MIT Integrative Microbiology Initiative Seminar May 06, 2024

Monday May 6, 2024 Room 68-181 4:00-5:00 PM

Title: Innate immune defense against intracellular bacterial pathogens”


ntracellular pathogens pose a unique set of challenges for the immune system. While eukaryotic organisms possess evolutionarily conserved innate immune sensors and signaling pathways to sense and respond to infection, intracellular pathogens likewise possess evolutionarily conserved mechanisms to disrupt, evade, or modulate cellular signaling networks. Thus, while the mechanisms of PRR activation by isolated PAMPs are reasonably well-understood, how the immune system successfully generates responses against pathogens that utilize virulence factors to shut off cellular responses is less clear. Many bacterial pathogens deploy virulence factors that disrupt key immune processes, raising the question of how a robust immune response can be generated during bacterial infection. I will discuss our recent findings elucidating how the immune system overcomes bacterial virulence activities in order to generate a robust antimicrobial response.

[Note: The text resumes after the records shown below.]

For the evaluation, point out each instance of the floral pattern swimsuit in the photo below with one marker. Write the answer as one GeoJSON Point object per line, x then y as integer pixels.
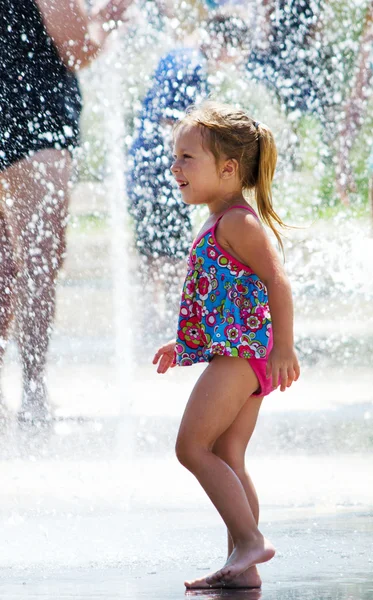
{"type": "Point", "coordinates": [224, 309]}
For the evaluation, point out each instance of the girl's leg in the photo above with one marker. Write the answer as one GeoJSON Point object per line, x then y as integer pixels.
{"type": "Point", "coordinates": [218, 397]}
{"type": "Point", "coordinates": [8, 274]}
{"type": "Point", "coordinates": [37, 194]}
{"type": "Point", "coordinates": [231, 447]}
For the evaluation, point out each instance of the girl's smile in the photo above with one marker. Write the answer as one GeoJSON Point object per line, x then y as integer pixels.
{"type": "Point", "coordinates": [194, 168]}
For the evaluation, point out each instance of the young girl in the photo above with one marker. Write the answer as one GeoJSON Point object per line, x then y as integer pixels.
{"type": "Point", "coordinates": [236, 314]}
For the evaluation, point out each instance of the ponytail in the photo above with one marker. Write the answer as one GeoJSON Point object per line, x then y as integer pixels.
{"type": "Point", "coordinates": [231, 132]}
{"type": "Point", "coordinates": [263, 187]}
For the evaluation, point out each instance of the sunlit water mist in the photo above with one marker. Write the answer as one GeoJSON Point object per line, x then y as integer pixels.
{"type": "Point", "coordinates": [93, 491]}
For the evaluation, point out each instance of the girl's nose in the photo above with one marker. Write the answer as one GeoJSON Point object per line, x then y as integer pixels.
{"type": "Point", "coordinates": [175, 167]}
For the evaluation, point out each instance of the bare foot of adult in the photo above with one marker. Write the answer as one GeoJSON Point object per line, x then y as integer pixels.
{"type": "Point", "coordinates": [35, 412]}
{"type": "Point", "coordinates": [248, 580]}
{"type": "Point", "coordinates": [242, 558]}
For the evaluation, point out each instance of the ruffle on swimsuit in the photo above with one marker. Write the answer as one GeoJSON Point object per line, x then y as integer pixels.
{"type": "Point", "coordinates": [224, 306]}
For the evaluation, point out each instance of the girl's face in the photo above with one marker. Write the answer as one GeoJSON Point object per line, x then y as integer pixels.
{"type": "Point", "coordinates": [194, 168]}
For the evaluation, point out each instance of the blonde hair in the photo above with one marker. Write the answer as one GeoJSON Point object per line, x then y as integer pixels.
{"type": "Point", "coordinates": [230, 132]}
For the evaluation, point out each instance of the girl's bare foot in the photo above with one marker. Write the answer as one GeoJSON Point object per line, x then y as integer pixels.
{"type": "Point", "coordinates": [248, 580]}
{"type": "Point", "coordinates": [242, 558]}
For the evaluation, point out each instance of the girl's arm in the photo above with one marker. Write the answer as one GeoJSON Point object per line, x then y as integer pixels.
{"type": "Point", "coordinates": [246, 239]}
{"type": "Point", "coordinates": [79, 37]}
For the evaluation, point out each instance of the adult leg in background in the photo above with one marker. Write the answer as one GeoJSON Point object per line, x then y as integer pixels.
{"type": "Point", "coordinates": [231, 448]}
{"type": "Point", "coordinates": [218, 397]}
{"type": "Point", "coordinates": [36, 192]}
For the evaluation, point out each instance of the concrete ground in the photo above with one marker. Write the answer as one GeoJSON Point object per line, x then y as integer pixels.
{"type": "Point", "coordinates": [98, 507]}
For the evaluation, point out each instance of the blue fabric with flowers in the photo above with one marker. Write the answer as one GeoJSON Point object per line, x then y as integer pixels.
{"type": "Point", "coordinates": [224, 306]}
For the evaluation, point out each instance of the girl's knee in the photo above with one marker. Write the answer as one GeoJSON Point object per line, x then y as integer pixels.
{"type": "Point", "coordinates": [188, 453]}
{"type": "Point", "coordinates": [234, 457]}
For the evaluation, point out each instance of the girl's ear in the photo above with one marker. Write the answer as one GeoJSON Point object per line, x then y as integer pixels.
{"type": "Point", "coordinates": [229, 168]}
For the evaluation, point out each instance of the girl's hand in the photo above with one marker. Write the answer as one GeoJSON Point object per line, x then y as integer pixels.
{"type": "Point", "coordinates": [166, 354]}
{"type": "Point", "coordinates": [283, 367]}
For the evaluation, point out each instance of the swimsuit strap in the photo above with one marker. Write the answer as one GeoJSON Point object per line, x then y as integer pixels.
{"type": "Point", "coordinates": [251, 210]}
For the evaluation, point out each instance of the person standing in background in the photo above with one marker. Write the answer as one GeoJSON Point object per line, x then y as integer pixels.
{"type": "Point", "coordinates": [42, 46]}
{"type": "Point", "coordinates": [163, 227]}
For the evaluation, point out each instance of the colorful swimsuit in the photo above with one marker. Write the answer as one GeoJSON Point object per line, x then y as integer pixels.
{"type": "Point", "coordinates": [224, 309]}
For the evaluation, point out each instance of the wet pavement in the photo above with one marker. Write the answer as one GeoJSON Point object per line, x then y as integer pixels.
{"type": "Point", "coordinates": [318, 558]}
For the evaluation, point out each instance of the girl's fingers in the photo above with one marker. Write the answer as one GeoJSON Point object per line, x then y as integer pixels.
{"type": "Point", "coordinates": [290, 376]}
{"type": "Point", "coordinates": [283, 378]}
{"type": "Point", "coordinates": [297, 371]}
{"type": "Point", "coordinates": [275, 376]}
{"type": "Point", "coordinates": [268, 368]}
{"type": "Point", "coordinates": [156, 357]}
{"type": "Point", "coordinates": [164, 364]}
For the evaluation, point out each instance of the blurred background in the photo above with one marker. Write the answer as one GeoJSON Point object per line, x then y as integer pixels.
{"type": "Point", "coordinates": [305, 69]}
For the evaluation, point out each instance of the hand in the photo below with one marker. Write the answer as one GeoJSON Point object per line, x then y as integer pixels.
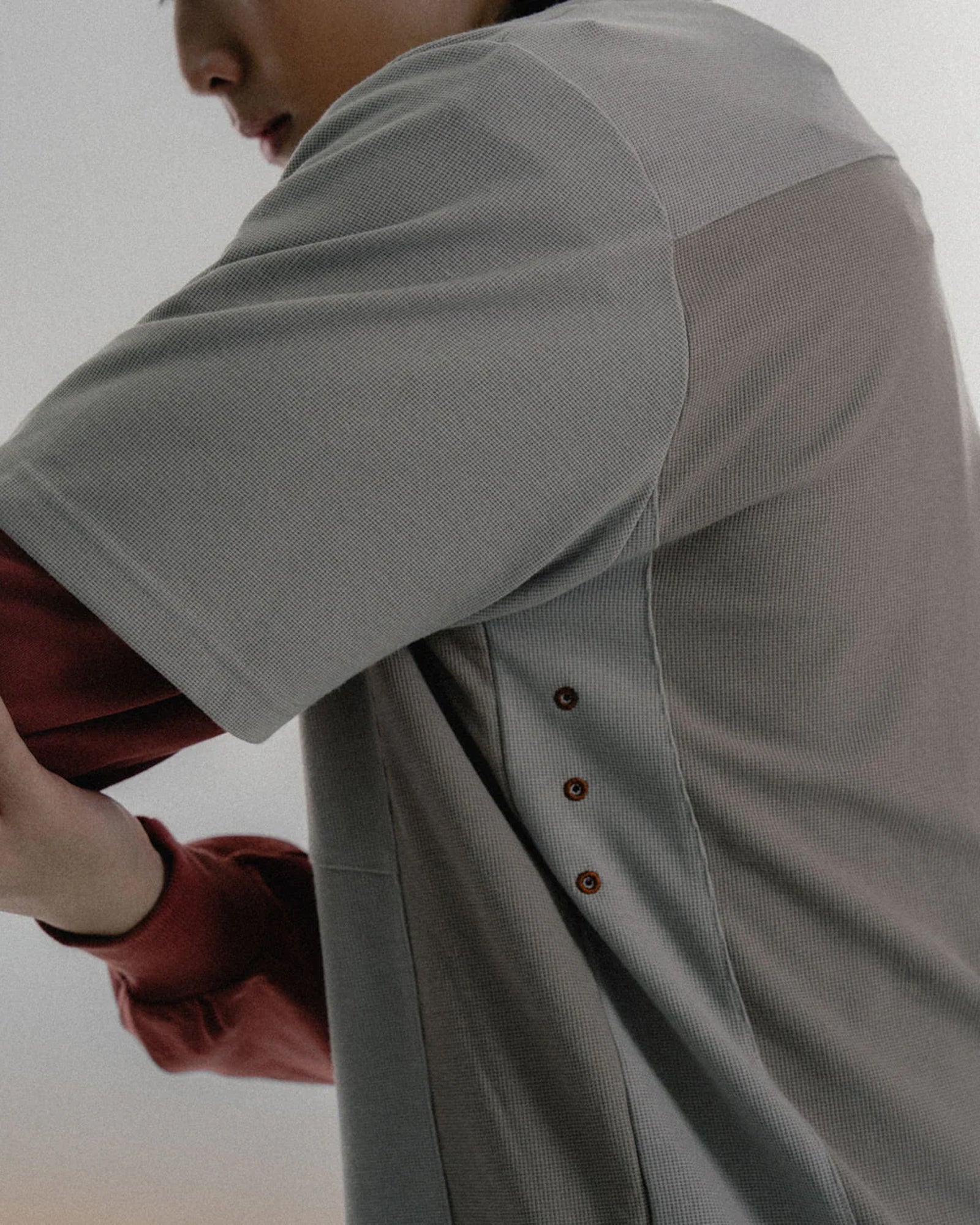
{"type": "Point", "coordinates": [72, 858]}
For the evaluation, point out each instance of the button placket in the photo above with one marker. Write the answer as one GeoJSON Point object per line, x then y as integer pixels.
{"type": "Point", "coordinates": [567, 699]}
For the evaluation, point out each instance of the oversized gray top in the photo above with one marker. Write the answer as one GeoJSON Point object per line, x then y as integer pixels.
{"type": "Point", "coordinates": [575, 439]}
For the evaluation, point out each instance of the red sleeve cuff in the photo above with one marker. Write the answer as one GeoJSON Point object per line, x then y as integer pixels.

Sunny Shin, Ph.D. is Professor and Vice-Chair of Diversity and Inclusion in the Department of Microbiology at the University of Pennsylvania Perelman School of Medicine. Dr. Shin received her B.S. degree from the Massachusetts Institute of Technology, her Ph.D. from Stanford University School of Medicine, and her postdoctoral training from Yale University School of Medicine. Her research is focused on understanding molecular and cellular mechanisms of innate immune defense against bacterial pathogens and in turn, how pathogens evade host immunity to cause disease. Dr. Shin has received several honors, including the Burroughs-Wellcome Fund Investigator in the Pathogenesis of Infectious Diseases Award and being elected a Fellow of the American Academy of Microbiology. She is highly committed to mentoring the next generation of scientists and promoting diversity, equity, and inclusion in academia and science, and she recently received the Penn Medicine Michael P. Nusbaum Graduate Student Mentoring Award. Dr. Shin is also Chair of the Cellular and Molecular Biology Graduate Group’s Microbiology, Virology, and Parasitology Graduate Program, directs and teaches in several graduate and medical courses, and mentors postdoctoral fellows, graduate students, and undergraduate students. Dr. Shin also performs service for the scientific community, including serving as Chair of the NIH Bacterial:Host Interactions study section, Editor for the ASM journal Infection and Immunity, and Division E: Immunology councilor for ASM.